To make these sweet matters stickier, both the titular frozen treat and nationally untethered flavors of vanilla ice cream are said to have been invented in France. Though other versions had already been kicking around for centuries all over the globe, it is believed that Thomas Jefferson helped popularize vanilla ice cream in the United States after enjoying it in the European nation in the 1700s. Jefferson even penned a recipe for it that lives in the Library of Congress. Among its other ingredients, it calls for egg yolks, a French feature that would fade from most American creations in the following years. 

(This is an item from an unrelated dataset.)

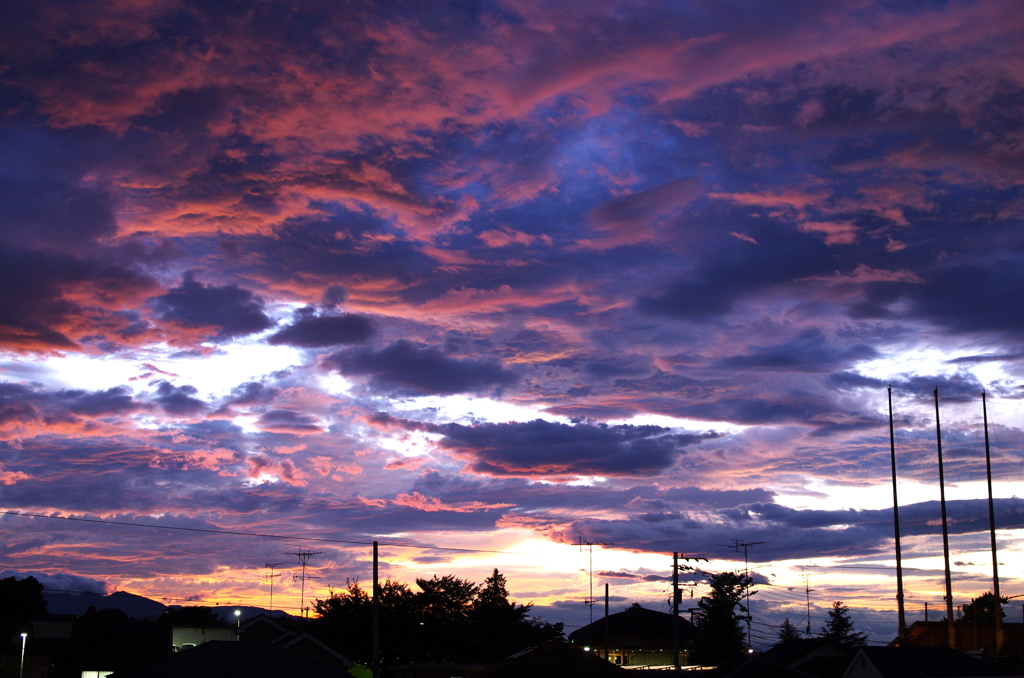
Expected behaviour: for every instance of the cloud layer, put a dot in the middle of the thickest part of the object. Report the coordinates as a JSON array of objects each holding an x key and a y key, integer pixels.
[{"x": 630, "y": 273}]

The earliest eggless take on vanilla ice cream is credited to Philadelphian and eventual White House chef Augustus Jackson, known as the "father of ice cream" for his contributions to the form. Soon, only French vanilla ice cream, like the kind Jacques Pépin uses to make French toast, would call for egg yolks, whereas a traditional vanilla ice cream recipe like Jackson's would not. 

So, what's all this French vanilla stuff I see?

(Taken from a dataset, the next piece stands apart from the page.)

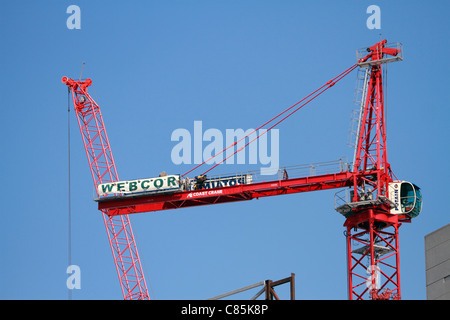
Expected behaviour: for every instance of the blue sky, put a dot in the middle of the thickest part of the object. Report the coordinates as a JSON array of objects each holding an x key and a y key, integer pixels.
[{"x": 158, "y": 66}]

Hm, you must have dreamed it, you petite belle au bois dormant, you. (Now she's French!) We kid, but those French vanilla coffee creamers, syrups, cookies, and even granola varieties are artificially flavored to, at best, approximate the custardy effect present in that one true French vanilla: ice cream. Whether they achieve it is up to way too much interpretation for most folks to be able to differentiate "vanilla" from "French vanilla" in most scenarios. In consumer products, it's more effective at evoking a feeling. There you are, in the provincial countryside or maybe at a Parisian cafe. It's romantic. It's chic. It's French vanilla, bébé.

But to figure out how French it actually is, in another bit of reverse engineering, we took a gander at the ingredients listed on both a bottle of vanilla coffee creamer and a bottle of French vanilla coffee creamer. We chose coffee creamer, because it's among the most popular products to be sealed with the old French kiss. The creamer claiming only a vanilla flavor listed cream, milk, cane sugar, vanilla extract as its ingredients. The purportedly Frenchified version more or less did, too, swapping specific vanilla extract for the frequently seen "natural flavor." Nothing particularly French or even explicitly vanilla about that! But hey, French vanilla ice cream, egg yolks and all, can be as good a coffee cutter as any. In fact, some people even directly add eggs to coffee to tone down its bitterness.